NameDefaultDescription
Job
job.factory.class none Required: The job factory to use when running a task. This can be either samza.job.local.LocalJobFactory, or samza.job.yarn.YarnJobFactory.
job.name none Required: The name of your job. This is the name that will appear on the Samza dashboard, when your job is running.
job.id 1 An ID string that is used to distinguish between multiple concurrent executions of the same Samza job.
Task
task.class none Required: The package name of the StreamTask to execute. For example, samza.task.example.MyStreamerTask.
task.execute bin/run-container.sh The command that a StreamJob should invoke to start the TaskRunner.
task.message.buffer.size 10000 The number of messages that the TaskRunner will buffer in the event loop queue, before it begins blocking StreamConsumers.

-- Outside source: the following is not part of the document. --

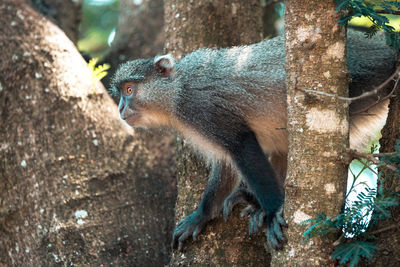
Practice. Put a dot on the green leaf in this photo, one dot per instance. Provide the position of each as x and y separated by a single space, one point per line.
351 252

task.inputs none Required: A CSV list of stream names that the TaskRunner should use to read messages from for your StreamTasks (e.g. page-view-event,service-metrics).
task.window.ms -1 How often the TaskRunner should call window() on a WindowableTask. A negative number tells the TaskRunner to never call window().
task.commit.ms 60000 How often the TaskRunner should call writeCheckpoint for a partition.
task.command.class samza.task.ShellCommandBuilder The class to use to build environment variables for the task.execute command.
task.lifecycle.listeners none A CSV list of lifecycle listener names that the TaskRunner notify when lifecycle events occur (e.g. my-lifecycle-manager).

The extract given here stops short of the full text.